“Growth” and zero hours contract hell

When you read all those promises of 1,000 jobs to be created here and 500 jobs there, first realise that this is rarely the true number (in East Devon recently such promises led to only half the number of jobs originally promised at Premier Inn, Exmouth, for example) and the read this article on zero hours contracts – a favoured method of employment in many companies:

Employers counter any criticisms of the use of zero-hours contracts by arguing that employees like the flexibility. The ONS findings, and discussion with those on the contracts, suggest otherwise. In Liverpool, a young mother with two children told me over a cup of tea how both she and her partner were on zero-hours contracts. He had originally planned to meet me at their house as well, but had been offered more hours and felt that the precarity of the contract meant that if he turned it down, he would deliberately be overlooked for future shifts. By the end of the week, he would have worked 70 hours.

The mother worked in a shop, alongside sales assistants on regular contracts. Her work ebbed and flowed with the seasons: more work at Christmas and over New Year, with sales and the festive run on gifts, and more shifts over the summer and Easter breaks, when the staff on regular contracts took their children on holiday. During school breaks, both rarely spent a whole day with their children, but the fear of the weeks where there was a shortfall in rent meant they’d never turned down a shift, even when sick. She told me that they were desperate for permanent contracts offering economic stability and a routine for their children, but were told they were lucky to have anything. …

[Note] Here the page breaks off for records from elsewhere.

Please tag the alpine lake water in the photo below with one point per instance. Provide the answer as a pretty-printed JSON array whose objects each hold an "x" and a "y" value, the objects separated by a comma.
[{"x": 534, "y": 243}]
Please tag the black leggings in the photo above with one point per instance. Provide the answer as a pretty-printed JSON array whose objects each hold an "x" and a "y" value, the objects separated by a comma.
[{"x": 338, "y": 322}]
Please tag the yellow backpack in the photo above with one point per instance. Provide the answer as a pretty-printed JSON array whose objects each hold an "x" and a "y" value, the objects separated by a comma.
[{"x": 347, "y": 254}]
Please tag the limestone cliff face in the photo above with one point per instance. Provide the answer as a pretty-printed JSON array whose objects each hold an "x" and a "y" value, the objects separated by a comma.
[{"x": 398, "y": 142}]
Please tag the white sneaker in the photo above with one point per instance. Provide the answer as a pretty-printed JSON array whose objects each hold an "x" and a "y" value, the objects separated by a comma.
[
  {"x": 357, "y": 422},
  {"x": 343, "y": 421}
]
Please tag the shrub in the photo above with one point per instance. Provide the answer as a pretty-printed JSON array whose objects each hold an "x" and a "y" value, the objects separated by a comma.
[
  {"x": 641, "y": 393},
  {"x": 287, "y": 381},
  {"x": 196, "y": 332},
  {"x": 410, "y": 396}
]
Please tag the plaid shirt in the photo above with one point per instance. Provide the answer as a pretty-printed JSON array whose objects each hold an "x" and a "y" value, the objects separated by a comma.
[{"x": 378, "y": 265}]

… A Guardian investigation revealed appalling working conditions at a Sports Direct warehouse, where over 80% of the staff were employed on zero-hours contracts. The conditions included labyrinthine rules on uniforms, pay docked if staff were a minute late, and pay rates that were effectively below the minimum wage. It was able to get away with this because staff without guaranteed pay are effectively powerless, and have to operate at the whim of their employer. Parents who were too scared to take time off work told schools to keep children in when they were sick, rather than risk losing their job.

That’s the fear of zero-hours contracts: that one day, you find your hours have dropped to zero and you’ve effectively been sacked. You can’t challenge your employer over their decision, because effectively, contractually, they were doing you a favour by giving you any shifts at all. A man in his 40s in Redcar told me outside the jobcentre that he had been given no shifts by his construction firm for eight weeks. The jobcentre adviser insisted he was employed, so he wasn’t entitled to jobseeker’s allowance. If he left the job, he’d be deemed to have quit voluntarily … so wouldn’t be entitled to jobseeker’s allowance. This paradox is precisely why so many people are against zero-hours contracts: they make low-paid workers completely powerless, and let their bosses act with unaccountable impunity. Everyone deserves a fair wage for a fair day’s work, and to be able to depend upon it.”